Fatin pun mulai mengerti apa makna kalimat tadi.
            “Maaf Mas beri saya waktu untuk memikirkan hal yang tidak mudah untuk saya putuskan ini.”
            “Ya saya mengerti, kutunggu jawabanmu Dik.”
Kembali Fatin teringat suasana dua minggu yang lalu itu. Kini yang ada di hatinya hanya rasa gelisah yang tak tau kapan berakhirnya. Pilihan antara melanjutkan kuliahnya ke luar negri dengan prestasi dan tanpa biaya atau memilih menjadi istri seorang Ustad yang bersarjana satu dan soleh itu.

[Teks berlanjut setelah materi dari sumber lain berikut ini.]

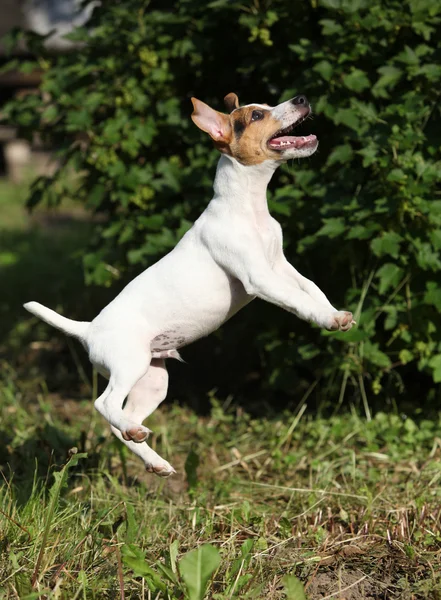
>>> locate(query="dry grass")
[0,366,441,599]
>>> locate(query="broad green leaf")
[376,263,403,294]
[363,341,391,368]
[317,217,346,238]
[179,544,221,600]
[343,69,371,92]
[371,231,403,258]
[327,144,354,166]
[429,354,441,383]
[282,575,306,600]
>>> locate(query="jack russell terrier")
[24,93,354,477]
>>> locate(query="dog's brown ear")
[191,98,231,144]
[224,92,239,112]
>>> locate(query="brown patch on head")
[224,92,239,113]
[191,93,318,165]
[191,98,232,153]
[230,105,281,165]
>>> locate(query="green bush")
[4,0,441,410]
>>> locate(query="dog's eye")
[251,110,264,121]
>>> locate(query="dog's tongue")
[269,135,316,148]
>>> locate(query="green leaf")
[179,544,220,600]
[423,281,441,313]
[184,448,199,490]
[282,575,306,600]
[429,354,441,383]
[372,65,403,96]
[169,540,179,575]
[334,108,360,131]
[343,69,371,92]
[316,217,346,238]
[363,341,391,369]
[319,18,343,35]
[326,144,354,166]
[371,231,403,258]
[376,263,403,294]
[313,60,334,81]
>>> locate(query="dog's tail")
[23,302,90,340]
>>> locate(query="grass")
[0,183,441,600]
[0,366,441,599]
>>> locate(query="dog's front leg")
[204,222,353,331]
[274,254,337,312]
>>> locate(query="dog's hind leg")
[111,359,176,477]
[95,350,151,442]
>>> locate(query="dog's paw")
[145,458,176,477]
[121,425,152,444]
[326,310,355,331]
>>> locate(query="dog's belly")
[150,278,252,352]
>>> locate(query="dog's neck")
[212,154,279,213]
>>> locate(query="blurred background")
[0,0,441,418]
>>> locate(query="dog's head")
[191,93,318,165]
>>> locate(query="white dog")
[25,94,354,477]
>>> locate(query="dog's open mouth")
[268,119,317,151]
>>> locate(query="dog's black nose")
[291,94,309,106]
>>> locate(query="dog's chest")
[256,214,282,266]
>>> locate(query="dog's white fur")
[25,98,353,476]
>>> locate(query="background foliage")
[5,0,441,412]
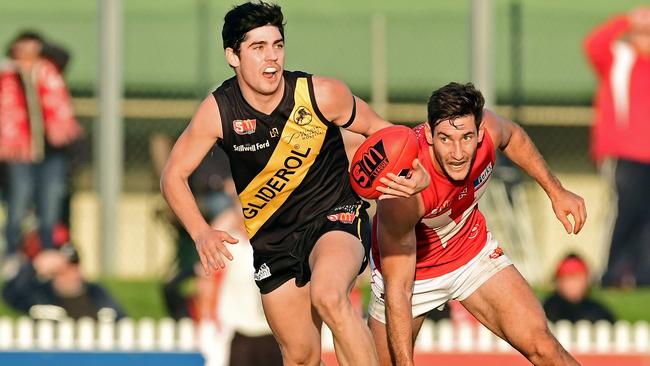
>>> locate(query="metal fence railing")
[0,317,650,365]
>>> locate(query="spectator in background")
[584,6,650,286]
[215,205,282,366]
[2,244,125,319]
[150,133,237,321]
[544,254,615,323]
[0,32,82,264]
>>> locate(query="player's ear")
[224,47,240,67]
[478,119,485,144]
[424,122,433,145]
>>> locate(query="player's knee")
[522,328,565,365]
[280,344,320,366]
[311,285,348,322]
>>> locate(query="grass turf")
[0,0,641,103]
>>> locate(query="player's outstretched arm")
[313,76,431,200]
[160,95,237,274]
[482,110,587,234]
[377,196,424,365]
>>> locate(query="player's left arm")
[481,109,587,234]
[312,76,431,199]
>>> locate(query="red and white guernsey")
[372,124,495,280]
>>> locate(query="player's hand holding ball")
[350,126,430,199]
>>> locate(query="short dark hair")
[221,1,284,53]
[427,82,485,131]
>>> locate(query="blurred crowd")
[0,2,650,365]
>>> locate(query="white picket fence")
[0,317,650,356]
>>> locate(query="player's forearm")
[386,289,413,366]
[503,124,563,197]
[160,169,210,238]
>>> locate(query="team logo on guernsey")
[490,247,503,259]
[232,119,257,135]
[327,212,357,224]
[293,106,311,126]
[352,140,388,188]
[474,162,492,189]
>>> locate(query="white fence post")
[77,317,95,351]
[614,320,632,353]
[16,317,34,350]
[36,319,54,350]
[56,318,74,351]
[594,320,612,353]
[97,319,115,351]
[0,316,14,350]
[178,318,197,351]
[137,318,156,351]
[158,318,176,351]
[634,320,650,353]
[117,318,135,351]
[575,320,593,353]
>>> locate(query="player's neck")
[237,77,284,114]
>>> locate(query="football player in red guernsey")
[369,83,586,365]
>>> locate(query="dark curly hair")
[427,82,485,131]
[221,1,284,54]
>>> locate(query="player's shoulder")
[312,75,350,102]
[191,95,223,138]
[312,75,353,122]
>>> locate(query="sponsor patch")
[490,247,503,259]
[253,263,271,281]
[474,162,492,190]
[327,212,357,224]
[232,140,271,152]
[293,106,312,126]
[232,119,257,135]
[351,140,388,188]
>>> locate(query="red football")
[350,126,418,199]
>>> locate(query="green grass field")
[0,0,642,104]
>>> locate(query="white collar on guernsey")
[609,41,636,127]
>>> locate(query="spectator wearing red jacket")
[0,32,82,262]
[584,7,650,286]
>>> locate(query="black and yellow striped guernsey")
[213,71,358,252]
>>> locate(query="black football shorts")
[253,200,371,294]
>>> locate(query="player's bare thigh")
[462,265,548,349]
[262,279,322,365]
[309,231,365,292]
[368,314,426,366]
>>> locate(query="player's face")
[427,114,483,181]
[226,25,284,95]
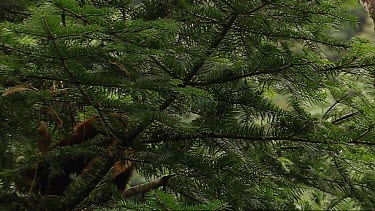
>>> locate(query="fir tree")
[0,0,375,210]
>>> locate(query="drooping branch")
[122,174,175,197]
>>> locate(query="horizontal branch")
[122,174,175,197]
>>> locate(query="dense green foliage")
[0,0,375,210]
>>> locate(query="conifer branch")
[42,17,122,143]
[122,174,175,197]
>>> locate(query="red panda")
[21,117,134,196]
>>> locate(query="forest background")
[0,0,375,210]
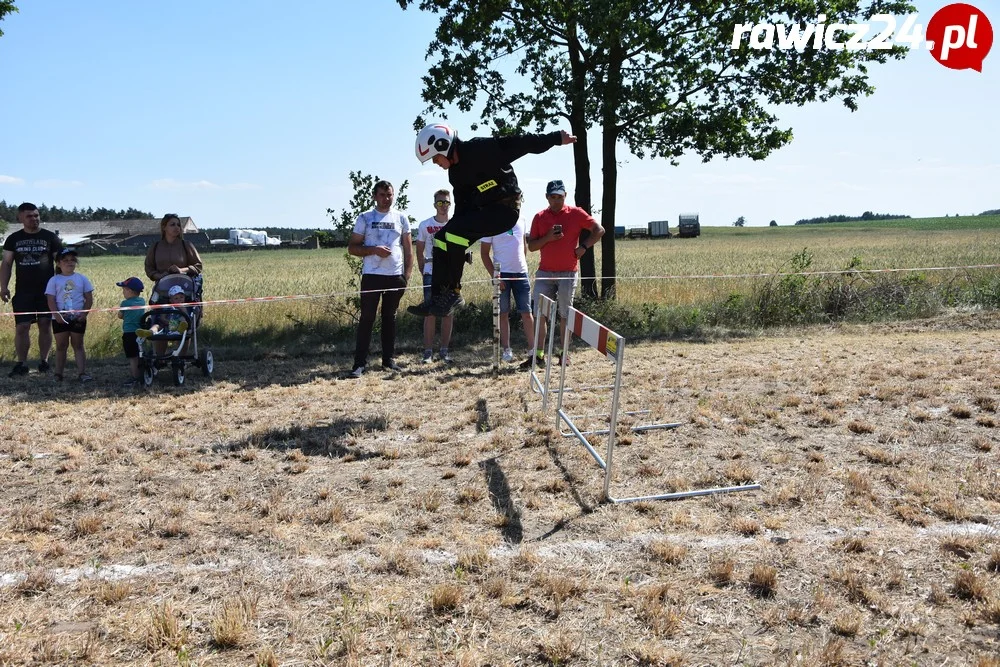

            Dengan melihat usia Fadhil yang tujuh tahun lebih tua, rasanya tak sanggup membayangkan bila dia harus menunggu Fatin lima tahun lagi setelah menempuh pendidikannya itu. Sedang, Fatin yang baru berumur 22 tahun itu ingin menggapai cita-cita yang telah diimpikannya sebelum ia diwisuda tahun ini. Namun apapun muatan hati Fatin, dia harus mengungkapkannya kepada Fadhil. Bicara soal hati,  Fatin dari dulu memiliki perasaan lebih terhadap Fadhil. Tetapi ketika perasaan yang telah lama ingin diluapkan itu terbalas, kegoncangan hadir mempertanyakan perasaan itu.
***
            “Dik Fatin…”
            “Iya Mas.”
            “Lalu bagaimana?.” sambil mengerutkan keningnya.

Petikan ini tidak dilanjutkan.